Manuel Akanji vivrà domenica sera il suo primo Derby della Madonnina, e lo farà con la maglia dell’Inter, quella che oggi considera casa. Una storia che avrebbe potuto prendere una piega completamente diversa, perché appena pochi mesi fa il suo nome era finito in cima alla lista del Milan, deciso a rinforzare la difesa con un profilo internazionale, esperto e tatticamente duttile.
Era il finale di agosto, la sessione estiva di mercato volgeva al termine e i rossoneri cercavano un centrale capace di adattarsi a una linea a tre e garantire personalità. Akanji sembrava l’uomo giusto: affidabile, fisicamente integro, con anni di esperienza tra Bundesliga e Premier League.
Il corteggiamento del Milan
Come riportato allora, il Milan era pronto a spingersi fino a 15 milioni di euro più bonus per convincere il Manchester City a lasciarlo partire. Un investimento importante, sostenuto dalla volontà del direttore sportivo Igli Tare, che non nascose l’interesse: “Abbiamo provato a prendere un giocatore d’esperienza come Akanji, sarebbe perfetto per il Milan, ma la trattativa è difficile.”
E in effetti lo era.
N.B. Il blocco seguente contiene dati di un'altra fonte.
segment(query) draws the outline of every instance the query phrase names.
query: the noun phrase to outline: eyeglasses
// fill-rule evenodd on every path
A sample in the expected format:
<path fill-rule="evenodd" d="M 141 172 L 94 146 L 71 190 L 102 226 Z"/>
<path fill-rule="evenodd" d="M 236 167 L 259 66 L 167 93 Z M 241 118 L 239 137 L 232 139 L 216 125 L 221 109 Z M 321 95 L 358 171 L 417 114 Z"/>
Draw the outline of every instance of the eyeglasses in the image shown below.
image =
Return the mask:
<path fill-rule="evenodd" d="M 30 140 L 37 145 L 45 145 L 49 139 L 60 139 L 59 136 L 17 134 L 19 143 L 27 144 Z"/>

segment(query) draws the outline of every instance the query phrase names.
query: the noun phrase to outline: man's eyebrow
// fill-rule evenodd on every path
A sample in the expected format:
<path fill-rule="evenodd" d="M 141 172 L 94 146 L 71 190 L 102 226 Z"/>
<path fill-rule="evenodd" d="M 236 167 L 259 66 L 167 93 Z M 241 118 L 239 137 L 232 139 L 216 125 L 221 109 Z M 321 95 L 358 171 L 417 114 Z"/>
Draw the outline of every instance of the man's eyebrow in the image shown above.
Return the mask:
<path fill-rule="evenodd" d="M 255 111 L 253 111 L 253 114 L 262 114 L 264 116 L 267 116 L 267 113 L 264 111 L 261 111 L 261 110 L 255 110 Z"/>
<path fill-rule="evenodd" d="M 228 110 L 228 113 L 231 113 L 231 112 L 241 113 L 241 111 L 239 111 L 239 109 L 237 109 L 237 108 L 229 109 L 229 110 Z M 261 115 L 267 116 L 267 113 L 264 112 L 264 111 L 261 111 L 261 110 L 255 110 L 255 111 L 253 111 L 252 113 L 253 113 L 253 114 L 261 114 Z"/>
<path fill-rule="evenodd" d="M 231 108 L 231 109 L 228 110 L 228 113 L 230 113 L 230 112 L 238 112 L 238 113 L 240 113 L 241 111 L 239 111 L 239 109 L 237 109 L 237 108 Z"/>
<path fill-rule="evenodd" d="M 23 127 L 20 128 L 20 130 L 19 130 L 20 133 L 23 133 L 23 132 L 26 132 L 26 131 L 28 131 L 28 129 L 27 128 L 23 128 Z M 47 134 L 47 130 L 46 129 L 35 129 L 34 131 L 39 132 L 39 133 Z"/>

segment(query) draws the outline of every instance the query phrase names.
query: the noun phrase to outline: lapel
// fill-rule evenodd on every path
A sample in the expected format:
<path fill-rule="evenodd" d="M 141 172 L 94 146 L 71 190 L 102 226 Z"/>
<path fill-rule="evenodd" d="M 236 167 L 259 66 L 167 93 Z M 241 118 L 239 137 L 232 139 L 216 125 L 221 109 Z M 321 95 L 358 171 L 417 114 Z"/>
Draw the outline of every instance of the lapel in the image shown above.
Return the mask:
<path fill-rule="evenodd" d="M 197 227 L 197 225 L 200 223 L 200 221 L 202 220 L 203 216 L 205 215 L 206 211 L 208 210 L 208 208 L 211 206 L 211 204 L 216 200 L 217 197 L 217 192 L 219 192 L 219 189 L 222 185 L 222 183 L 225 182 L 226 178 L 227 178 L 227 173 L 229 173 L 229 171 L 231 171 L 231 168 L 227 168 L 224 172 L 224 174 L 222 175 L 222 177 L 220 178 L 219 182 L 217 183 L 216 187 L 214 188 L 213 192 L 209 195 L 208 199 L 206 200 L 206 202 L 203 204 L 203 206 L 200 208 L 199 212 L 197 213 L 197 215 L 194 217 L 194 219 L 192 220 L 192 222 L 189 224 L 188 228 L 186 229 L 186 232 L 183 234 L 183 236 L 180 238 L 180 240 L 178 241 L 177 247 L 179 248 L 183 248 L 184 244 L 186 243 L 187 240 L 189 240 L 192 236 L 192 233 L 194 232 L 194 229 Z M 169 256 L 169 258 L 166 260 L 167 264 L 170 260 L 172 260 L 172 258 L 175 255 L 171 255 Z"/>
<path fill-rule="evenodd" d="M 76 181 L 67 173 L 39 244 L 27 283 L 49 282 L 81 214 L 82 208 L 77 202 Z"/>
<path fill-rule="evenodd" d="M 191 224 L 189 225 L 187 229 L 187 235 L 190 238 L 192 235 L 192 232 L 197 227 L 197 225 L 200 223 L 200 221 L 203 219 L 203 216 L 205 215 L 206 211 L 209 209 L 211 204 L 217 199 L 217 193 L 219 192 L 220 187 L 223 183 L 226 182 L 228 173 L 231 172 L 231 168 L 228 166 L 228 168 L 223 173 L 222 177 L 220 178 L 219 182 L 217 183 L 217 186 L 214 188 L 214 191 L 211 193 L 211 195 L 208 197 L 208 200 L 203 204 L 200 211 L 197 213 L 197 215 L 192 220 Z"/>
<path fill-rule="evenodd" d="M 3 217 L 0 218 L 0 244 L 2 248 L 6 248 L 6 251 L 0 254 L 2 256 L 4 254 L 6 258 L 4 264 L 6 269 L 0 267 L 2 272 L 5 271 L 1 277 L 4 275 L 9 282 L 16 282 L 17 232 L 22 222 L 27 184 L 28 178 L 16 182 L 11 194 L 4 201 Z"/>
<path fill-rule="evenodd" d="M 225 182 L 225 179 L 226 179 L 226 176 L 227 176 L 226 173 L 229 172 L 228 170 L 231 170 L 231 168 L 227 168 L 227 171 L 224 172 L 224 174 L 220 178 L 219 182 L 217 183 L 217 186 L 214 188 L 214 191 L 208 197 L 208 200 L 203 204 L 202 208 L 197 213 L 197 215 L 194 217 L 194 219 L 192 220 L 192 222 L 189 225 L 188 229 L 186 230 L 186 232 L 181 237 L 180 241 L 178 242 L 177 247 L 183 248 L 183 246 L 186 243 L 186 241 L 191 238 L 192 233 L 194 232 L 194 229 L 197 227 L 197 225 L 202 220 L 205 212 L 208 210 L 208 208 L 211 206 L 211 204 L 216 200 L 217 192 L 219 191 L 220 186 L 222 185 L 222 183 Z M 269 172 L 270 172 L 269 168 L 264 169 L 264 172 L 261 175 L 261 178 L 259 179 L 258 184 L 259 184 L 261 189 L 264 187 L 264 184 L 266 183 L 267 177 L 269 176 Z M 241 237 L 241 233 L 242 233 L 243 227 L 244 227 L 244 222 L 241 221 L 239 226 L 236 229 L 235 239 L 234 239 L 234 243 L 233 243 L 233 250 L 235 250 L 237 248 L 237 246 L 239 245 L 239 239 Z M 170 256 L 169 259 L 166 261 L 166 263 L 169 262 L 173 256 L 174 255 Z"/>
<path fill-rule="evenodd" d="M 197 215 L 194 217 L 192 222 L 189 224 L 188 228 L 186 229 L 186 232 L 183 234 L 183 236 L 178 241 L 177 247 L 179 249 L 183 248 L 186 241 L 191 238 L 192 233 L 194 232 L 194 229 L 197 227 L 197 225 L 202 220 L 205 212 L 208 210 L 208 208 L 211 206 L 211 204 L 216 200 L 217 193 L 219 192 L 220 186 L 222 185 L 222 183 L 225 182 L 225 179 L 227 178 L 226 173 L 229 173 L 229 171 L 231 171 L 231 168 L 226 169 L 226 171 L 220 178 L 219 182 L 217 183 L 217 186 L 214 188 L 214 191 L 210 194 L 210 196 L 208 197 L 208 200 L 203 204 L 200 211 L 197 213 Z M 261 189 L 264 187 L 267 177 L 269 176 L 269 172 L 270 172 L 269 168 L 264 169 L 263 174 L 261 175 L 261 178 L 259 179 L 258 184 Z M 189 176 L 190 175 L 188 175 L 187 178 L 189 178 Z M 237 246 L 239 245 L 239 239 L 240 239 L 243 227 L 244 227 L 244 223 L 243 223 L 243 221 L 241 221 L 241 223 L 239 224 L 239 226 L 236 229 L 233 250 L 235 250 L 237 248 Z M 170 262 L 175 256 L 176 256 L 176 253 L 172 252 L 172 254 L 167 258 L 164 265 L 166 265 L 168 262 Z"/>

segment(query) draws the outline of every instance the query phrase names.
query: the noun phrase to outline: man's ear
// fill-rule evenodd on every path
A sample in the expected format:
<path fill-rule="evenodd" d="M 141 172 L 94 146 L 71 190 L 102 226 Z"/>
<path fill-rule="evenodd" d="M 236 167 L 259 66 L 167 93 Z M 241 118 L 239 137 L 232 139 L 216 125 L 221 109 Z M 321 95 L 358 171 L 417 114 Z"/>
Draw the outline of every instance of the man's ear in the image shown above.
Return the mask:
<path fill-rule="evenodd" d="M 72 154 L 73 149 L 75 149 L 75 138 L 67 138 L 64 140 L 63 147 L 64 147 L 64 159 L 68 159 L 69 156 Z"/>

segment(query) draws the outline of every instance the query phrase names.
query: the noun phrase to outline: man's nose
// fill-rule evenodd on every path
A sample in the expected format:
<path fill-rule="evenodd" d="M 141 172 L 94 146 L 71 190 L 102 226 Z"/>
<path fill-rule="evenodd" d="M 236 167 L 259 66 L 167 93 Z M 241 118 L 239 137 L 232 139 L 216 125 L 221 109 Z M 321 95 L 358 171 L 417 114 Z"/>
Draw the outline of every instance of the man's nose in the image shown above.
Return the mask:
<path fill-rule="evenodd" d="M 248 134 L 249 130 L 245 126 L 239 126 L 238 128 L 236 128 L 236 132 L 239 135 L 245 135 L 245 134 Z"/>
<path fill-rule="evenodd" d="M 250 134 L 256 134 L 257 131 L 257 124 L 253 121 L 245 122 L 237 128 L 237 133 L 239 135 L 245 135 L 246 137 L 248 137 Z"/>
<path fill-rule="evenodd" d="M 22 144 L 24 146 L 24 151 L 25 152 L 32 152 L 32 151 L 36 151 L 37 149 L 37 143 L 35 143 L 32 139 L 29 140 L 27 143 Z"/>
Il club inglese era disposto a trattare, ma il nodo era un altro: l’ingaggio del giocatore, circa 5,5 milioni di euro netti a stagione, e la sua volontà di restare in Champions League, condizione che il Milan, in quel momento, non poteva garantirgli. Due ostacoli insormontabili, che in pochi giorni fecero naufragare ogni tentativo.
L’irruzione dell’Inter

Mentre il Milan si defilava, l’Inter si muoveva in silenzio. Nelle ultime ore di mercato, i nerazzurri chiusero una doppia operazione strategica: vendita di Pavard al Marsiglia e arrivo di Akanji in prestito oneroso da 1 milione di euro, con diritto di riscatto fissato a 15 milioni, destinato a diventare obbligo in caso di Scudetto.
Una formula intelligente, costruita su misura per le esigenze di bilancio del club e sulla volontà del giocatore, che aveva espresso chiara preferenza per l’Inter. La società nerazzurra, del resto, gli garantiva il palcoscenico della Champions e un posto da protagonista in un progetto tecnico ambizioso.
L’impatto in nerazzurro
Dal giorno del suo arrivo a Milano, il 1° settembre, Akanji non ha mai deluso. Ha debuttato da titolare nel Derby d’Italia contro la Juventus, partita amara per il risultato ma significativa per il suo impatto immediato. Da quel momento, Chivu non ha più rinunciato a lui: nove presenze in Serie A per un totale di 810 minuti, tutte da titolare, e un rendimento costante che lo ha reso uno dei leader tecnici della retroguardia interista.
In Champions League, invece, è stato gestito con intelligenza, alternando titolarità e riposi. Ma ogni volta che è sceso in campo, ha confermato solidità e personalità, due doti che gli hanno permesso di cancellare in fretta il ricordo di Pavard.
Un pilastro per Chivu e per il derby
Akanji ha portato all’Inter quello che cercava da tempo: equilibrio, lucidità e carisma. È diventato una colonna silenziosa, il tipo di difensore che non fa rumore ma tiene insieme il reparto. E ora, alla vigilia del suo primo derby, sa di essere uno dei punti fermi di Chivu, chiamato a guidare una squadra che punta in alto su tutti i fronti.